- The Thai movie poster.
- Directed by: Jira Maligool
- Written by: Jira Maligool
- Produced by: Youngyooth Thongkonthun; Prasert Vivattanananpong;
- Starring: Anuchyd Sapanphong; Noppadol Duangporn;
- Cinematography: Somboon Piriyapukdeekul
- Edited by: Pan Busabaan
- Music by: Amornbhong Methakunavudh
- Production companies: Bangkok Broadcasting Television; GMM Pictures; Hub Ho Hin Films;
- Distributed by: GMM Pictures
- Release dates: October 2, 2002 (Canada); October 11, 2002 (Thailand);
- Running time: 119 minutes
- Country: Thailand
- Languages: Thai; Isan;

= Mekhong Full Moon Party =

2002 film

Mekhong Full Moon Party (๑๕ ค่ำ เดือน ๑๑; ; literally, "The 15th Day of the 11th Month") is a 2002 Thai comedy-drama about the Naga fireballs that arise from the Mekong at Nong Khai on the full moon in October. Written by Jira Maligool, the film was also Jira's directorial debut.

The film takes a semi-documentary approach to its subject, examining the phenomenon and its accompanying festival, which draws thousands of people to Nong Khai each year, as well as providing a glimpse at Isan culture, Thai folklore and such practices as eating insects.

==Plot==

Khan, a Nong Khai native now attending university in Bangkok comes home for the annual Naga fireballs festival, just as a debate is raging over the cause of the fireballs. A local physician, Dr. Nortai, believes there is a scientific explanation for the phenomenon. A university professor, Dr. Suraphol, thinks the fireballs are manmade and are a hoax.

Khan knows the truth: Having grown up as a dek wat at a Buddhist temple across the river in Laos, he helped the temple's abbot and the monks there to create fireballs and plant them on the bed on the Mekong. It is how he grew up to become such a strong swimmer and obtain an athletic scholarship.

The temple's abbot, Luang Poh Loh, seeks Khan out and begs him to once again help with the planting of the fireballs. But Khan, weary of perpetuating a myth and of the crowds that accompany it, refuses.

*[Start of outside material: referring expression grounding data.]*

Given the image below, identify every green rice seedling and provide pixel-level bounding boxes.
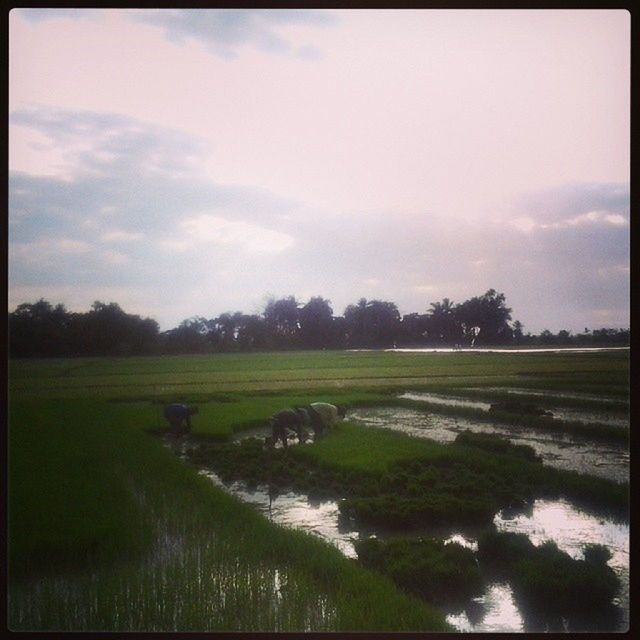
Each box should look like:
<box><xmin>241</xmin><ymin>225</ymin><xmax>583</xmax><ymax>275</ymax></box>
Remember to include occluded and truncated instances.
<box><xmin>477</xmin><ymin>530</ymin><xmax>619</xmax><ymax>615</ymax></box>
<box><xmin>355</xmin><ymin>536</ymin><xmax>484</xmax><ymax>606</ymax></box>
<box><xmin>8</xmin><ymin>397</ymin><xmax>452</xmax><ymax>632</ymax></box>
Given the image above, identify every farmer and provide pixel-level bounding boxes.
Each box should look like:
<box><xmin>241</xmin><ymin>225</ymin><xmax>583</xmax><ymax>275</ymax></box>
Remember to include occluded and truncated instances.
<box><xmin>309</xmin><ymin>402</ymin><xmax>347</xmax><ymax>436</ymax></box>
<box><xmin>268</xmin><ymin>407</ymin><xmax>311</xmax><ymax>448</ymax></box>
<box><xmin>164</xmin><ymin>403</ymin><xmax>198</xmax><ymax>437</ymax></box>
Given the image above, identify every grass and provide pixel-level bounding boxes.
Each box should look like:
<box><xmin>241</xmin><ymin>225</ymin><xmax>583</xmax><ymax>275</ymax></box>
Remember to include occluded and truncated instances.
<box><xmin>8</xmin><ymin>349</ymin><xmax>629</xmax><ymax>399</ymax></box>
<box><xmin>8</xmin><ymin>348</ymin><xmax>629</xmax><ymax>631</ymax></box>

This sets up a conflict between science and religion that threatens to change the annual celebration.

For his part, Luang Poh Loh is philosophical, advising "Do what you believe, believe in what you do."

==Cast==
- Anuchyd Sapanphong as Khan
- Noppadol Duangporn as Luang Por Loh
- Boonchai Limathibul as Dr. Norati
- Somlek Sakdikul as Dr. Surapol
- Thidarat Chareonchaichana as Teacher Alice
- Boonsri Yindee as Aunt Oong
- Surasee Patham as Headmaster
- Jonathan Morrill as Phelong

==Festivals and awards==
The film won nine awards at the Thailand National Film Awards, including honors for best picture, best director and best screenplay for Jira Maligool and best actor to Noppadol Duangporn.

It won the International Federation of Film Critics award at the Hong Kong International Film Festival and was in the Association of Southeast Asian Nations competition at the 2003 Bangkok International Film Festival.

The film had its world premiere at the Vancouver International Film Festival and was screened at many other festivals including the Seattle International Film Festival and the Stockholm International Film Festival.